By: John Miner | Updated: 2023-08-30 | Comments (1) | Related: > Azure Synapse Analytics
Problem
Many organizations are consolidating all their informational assets into a data lake. This is a great idea since all the structured and unstructured data can be stored in one location, and many types of users can access the data.
Traditionally, a SPARK cluster is used to manipulate the data stored in the lake via quality zones. This data engineering batch process can be scheduled at night. The more powerful the SPARK cluster is, the more costly the Azure bill. Since most data is written once and read many times, how can we reduce the cost of our company's reading activities?
Solution
Azure Synapse Analytics, Serverless SQL pools allow the architect to replace the interactive SPARK cluster with a lower cost service. The OPENROWSET and EXTERNAL TABLE commands have traditionally used POLYBASE to read schema on demand. However, this syntax can be time-consuming to set up. Microsoft recently released the Lake Database that abstracts this underlying mechanism via the Azure Portal and/or SPARK engine. Shown below is a high-level architecture diagram of Synapse Serverless Pools.
Business Problem
Our manager has asked us to investigate how to read data stored in an Azure Data Lake using Azure Synapse Analytics to reduce our overall cost. Because most staff are familiar with Microsoft SQL Server, focusing the investigation on Serverless SQL Pools and Databases makes sense.
Here is a list of tasks that we need to investigate and solve.
Task Id | Description |
---|---|
1 | Create test environment |
2 | Explore the data lake |
3 | Define test database |
4 | Secure test database (windows security) |
5 | Define complete database |
6 | Secure complete database (standard security) |
At the end of the research, we will understand how to manage SQL Serverless Databases using Azure Synapse Analytics.
Create Test Environment
This section will review tasks that must be performed before creating SQL databases in the serverless pool. The image below shows a dashboard that was created for this article. I assume you know how to deploy Azure Services using the Azure Portal. For our experiments, we need a storage account configured for Azure Data Lake Storage and the Azure Synapse Workspace. Additionally, we will want to test access to the database using a virtual machine with SQL Server Management Studio (SSMS) installed as an application.
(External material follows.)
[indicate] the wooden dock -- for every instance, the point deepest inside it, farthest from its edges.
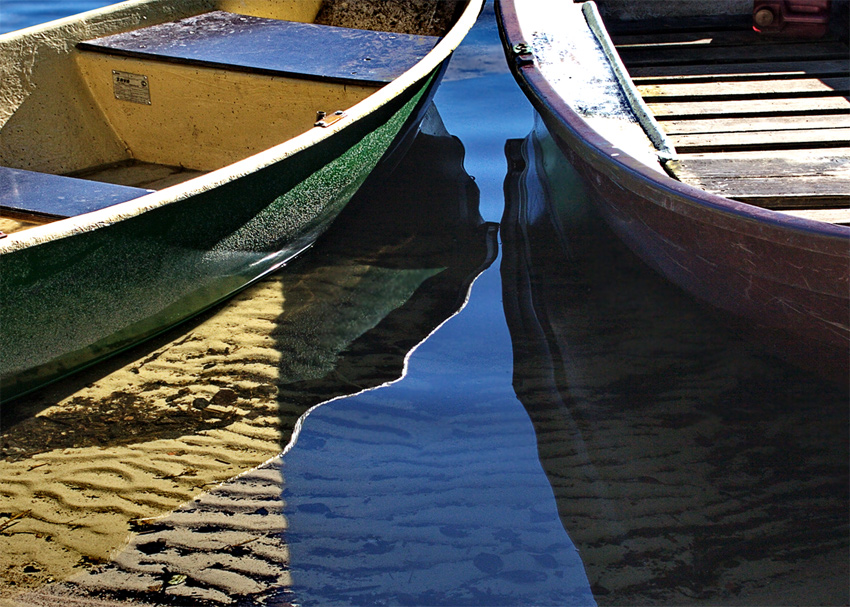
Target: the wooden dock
(763, 120)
The following objects have been deployed and configured in our test environment:
- wsn4synapse – the Azure Synapse workspace.
- vm4sql19 – a virtual Windows server that has SSMS installed.
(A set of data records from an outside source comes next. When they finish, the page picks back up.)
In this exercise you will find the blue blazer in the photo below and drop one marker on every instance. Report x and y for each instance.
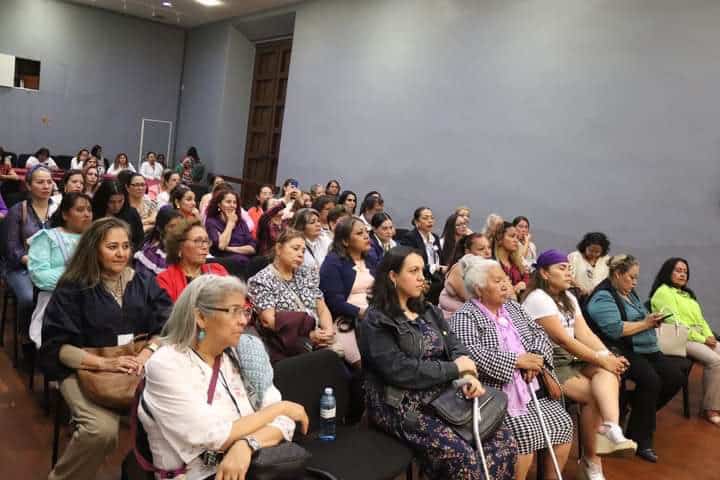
(337, 276)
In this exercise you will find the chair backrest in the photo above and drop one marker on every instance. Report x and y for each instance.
(302, 379)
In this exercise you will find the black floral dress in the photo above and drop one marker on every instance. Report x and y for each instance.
(442, 453)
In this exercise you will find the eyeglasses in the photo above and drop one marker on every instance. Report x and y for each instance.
(234, 310)
(199, 242)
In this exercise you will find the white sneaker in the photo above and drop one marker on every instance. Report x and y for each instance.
(590, 471)
(611, 441)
- sa4adls2030 – a storage account that has data lake containers.
- sc4adls2030 – a storage container with hierarchical name spaces enabled.
When deploying Azure Synapse, one is required to create local storage. We will talk about that later in the article.
The image below shows the details for the Azure Synapse Analytics workspace. Here is some important information to retain from this page. First, every deployment requires the data engineer to create a SQL administrator account. I chose to pick the name sqladminuser for the account and have the password checked into a private key vault. We will use this information later in the article. Every workspace automatically has a Serverless SQL pool deployed. However, we need to know the endpoint of this pool to check our access via SSMS. Look for the URL under the Serverless SQL endpoint.
It is very easy to deploy services via the Azure Portal. I suggest using a deployment language such as Azure Command Line (ACL) interface for consistent deployments with a known configuration. Now that we have a test environment, we can explore the data lake using the Synapse Analytics Workspace.
Explore the Data Lake
One of the cool things about the Synapse Analytics Workspace is that files in the data lake can be explored visually. That means the interface designers assumed a no-code approach and/or no knowledge. Let's start our exploration now.
Open Synapse Studio. The second icon on the left represents data associated with the workspace. We can see two categories:
- Workspace – which contains both SQL and SPARK databases; and
- Linked – which contains connections to other services.
The hive database in SPARK always has a default database and is created once a PySpark SQL cluster creates the first database.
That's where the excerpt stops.